"E quando um estrangeiro peregrinar entre vós e também celebrar a páscoa ao Senhor segundo o estatuto da páscoa e segundo o seu rito assim a celebrará um mesmo estatuto haverá para vós assim para o estrangeiro como para o natural da terra"
Textus Receptus
"E se um estrangeiro peregrinar entre vós e celebrar a páscoa ao SENHOR, segundo o estatuto da páscoa e segundo o seu rito, assim a celebrará; haverá uma só ordenança para vós, que nascestes na terra, e também para o estrangeiro. "

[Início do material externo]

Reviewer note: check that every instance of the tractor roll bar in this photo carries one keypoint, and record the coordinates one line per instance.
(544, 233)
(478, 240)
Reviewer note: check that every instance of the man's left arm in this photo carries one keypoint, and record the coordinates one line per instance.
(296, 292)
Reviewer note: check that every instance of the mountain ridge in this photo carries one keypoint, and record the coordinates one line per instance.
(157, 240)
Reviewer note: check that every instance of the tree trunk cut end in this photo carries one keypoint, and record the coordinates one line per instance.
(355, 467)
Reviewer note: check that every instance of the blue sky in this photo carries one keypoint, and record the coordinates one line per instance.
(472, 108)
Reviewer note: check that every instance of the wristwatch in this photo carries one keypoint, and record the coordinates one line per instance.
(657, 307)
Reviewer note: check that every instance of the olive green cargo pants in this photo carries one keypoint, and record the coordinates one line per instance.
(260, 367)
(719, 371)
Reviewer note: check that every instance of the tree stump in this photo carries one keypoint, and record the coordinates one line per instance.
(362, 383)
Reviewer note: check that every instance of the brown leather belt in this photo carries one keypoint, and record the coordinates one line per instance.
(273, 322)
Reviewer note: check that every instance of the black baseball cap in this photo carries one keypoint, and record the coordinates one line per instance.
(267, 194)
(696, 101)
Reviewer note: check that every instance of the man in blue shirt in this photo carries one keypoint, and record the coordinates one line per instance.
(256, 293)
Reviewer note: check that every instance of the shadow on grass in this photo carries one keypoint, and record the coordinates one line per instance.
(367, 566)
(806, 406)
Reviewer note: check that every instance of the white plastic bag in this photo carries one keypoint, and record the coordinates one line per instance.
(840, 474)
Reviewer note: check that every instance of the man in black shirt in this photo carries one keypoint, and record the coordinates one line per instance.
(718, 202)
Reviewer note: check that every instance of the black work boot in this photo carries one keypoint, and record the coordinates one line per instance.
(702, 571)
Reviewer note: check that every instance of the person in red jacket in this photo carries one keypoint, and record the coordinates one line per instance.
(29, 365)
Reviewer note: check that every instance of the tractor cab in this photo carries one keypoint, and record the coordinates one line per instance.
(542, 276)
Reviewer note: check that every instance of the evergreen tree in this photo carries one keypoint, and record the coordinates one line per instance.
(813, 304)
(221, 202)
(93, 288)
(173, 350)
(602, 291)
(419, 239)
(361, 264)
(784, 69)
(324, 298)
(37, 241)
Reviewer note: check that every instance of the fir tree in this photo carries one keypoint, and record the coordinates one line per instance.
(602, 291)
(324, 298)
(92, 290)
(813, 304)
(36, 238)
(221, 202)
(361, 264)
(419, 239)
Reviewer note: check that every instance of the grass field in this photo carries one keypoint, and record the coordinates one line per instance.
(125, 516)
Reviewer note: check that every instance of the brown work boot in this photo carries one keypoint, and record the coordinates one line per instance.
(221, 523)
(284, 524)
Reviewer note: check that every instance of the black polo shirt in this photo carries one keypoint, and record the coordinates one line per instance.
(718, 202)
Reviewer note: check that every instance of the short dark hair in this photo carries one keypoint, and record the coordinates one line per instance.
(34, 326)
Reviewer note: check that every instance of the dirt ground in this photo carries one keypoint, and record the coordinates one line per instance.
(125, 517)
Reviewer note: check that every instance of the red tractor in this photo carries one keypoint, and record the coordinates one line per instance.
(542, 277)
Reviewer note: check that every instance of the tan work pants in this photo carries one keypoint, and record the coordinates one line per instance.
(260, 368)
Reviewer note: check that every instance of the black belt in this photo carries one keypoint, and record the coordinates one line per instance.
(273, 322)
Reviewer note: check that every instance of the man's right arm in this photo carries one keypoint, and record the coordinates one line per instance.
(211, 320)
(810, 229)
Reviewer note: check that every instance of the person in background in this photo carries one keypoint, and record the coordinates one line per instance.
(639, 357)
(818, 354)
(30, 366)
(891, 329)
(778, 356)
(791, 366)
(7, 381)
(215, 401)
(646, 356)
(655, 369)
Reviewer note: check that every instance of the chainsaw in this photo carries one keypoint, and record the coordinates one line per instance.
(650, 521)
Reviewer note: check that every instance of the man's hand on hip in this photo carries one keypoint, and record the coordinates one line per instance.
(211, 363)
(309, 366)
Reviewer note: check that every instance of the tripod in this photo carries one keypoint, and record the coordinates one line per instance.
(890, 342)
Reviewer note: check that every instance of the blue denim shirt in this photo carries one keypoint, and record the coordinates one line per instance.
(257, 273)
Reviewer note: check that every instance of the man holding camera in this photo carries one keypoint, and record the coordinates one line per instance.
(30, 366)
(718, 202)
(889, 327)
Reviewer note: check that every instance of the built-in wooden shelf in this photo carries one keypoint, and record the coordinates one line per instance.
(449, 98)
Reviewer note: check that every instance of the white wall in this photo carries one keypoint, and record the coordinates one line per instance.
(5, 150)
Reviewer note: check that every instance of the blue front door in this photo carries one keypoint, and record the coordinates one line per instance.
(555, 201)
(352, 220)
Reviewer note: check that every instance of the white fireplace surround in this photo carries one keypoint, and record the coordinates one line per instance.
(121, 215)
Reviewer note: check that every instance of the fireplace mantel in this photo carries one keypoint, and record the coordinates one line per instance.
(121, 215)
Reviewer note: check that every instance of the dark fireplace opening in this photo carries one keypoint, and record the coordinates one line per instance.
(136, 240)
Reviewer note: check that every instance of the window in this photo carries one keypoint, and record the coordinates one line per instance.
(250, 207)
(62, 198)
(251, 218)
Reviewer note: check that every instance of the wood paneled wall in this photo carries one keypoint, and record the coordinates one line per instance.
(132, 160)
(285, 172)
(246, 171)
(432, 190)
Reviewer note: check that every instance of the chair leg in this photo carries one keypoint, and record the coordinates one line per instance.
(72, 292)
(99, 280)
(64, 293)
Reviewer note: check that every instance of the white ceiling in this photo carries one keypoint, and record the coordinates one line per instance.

O versículo estabelece que tanto os estrangeiros que vivem entre os israelitas quanto os próprios israelitas devem observar a mesma lei para a celebração da Páscoa.
Explicação Histórica
A palavra hebraica para 'estrangeiro' (ger) refere-se a um residente estrangeiro ou peregrino que vive dentro das fronteiras de Israel, não sendo um israelita nativo. 'Celebrar a páscoa' (chag eth-pesach) é a ação de realizar a festa da Páscoa. 'Estatuto' (chuqqah) significa lei, ordenança ou costume. 'Rito' (misphat) refere-se a julgamento, procedimento ou regulamento. O versículo enfatiza a unidade de lei ('um mesmo estatuto haverá') para todos que desejam participar da Páscoa, independentemente de sua origem.
Interpretação Doutrinária
Este texto prefigura a inclusão dos gentios na nova aliança em Cristo. Assim como o estrangeiro podia celebrar a Páscoa observando a mesma lei, os não-judeus podem ter acesso à salvação e aos benefícios da obra redentora de Jesus Cristo, que é a nossa Páscoa (1 Coríntios 5:7), mediante a fé.
Aplicação Prática
Todo aquele que deseja participar das bênçãos espirituais e da comunhão com Deus, independentemente de sua origem étnica ou cultural, pode fazê-lo através da fé em Jesus Cristo e da obediência aos Seus mandamentos. A graça de Deus é extensível a todos os que creem.
Precauções de Leitura
Não se deve interpretar este versículo como uma licença para misturar rituais de outras religiões com a adoração a Deus, nem para diluir os mandamentos divinos. A unidade de estatuto refere-se à observância da lei de Deus para a Páscoa, e não à abolição das leis divinas para acomodar outras práticas.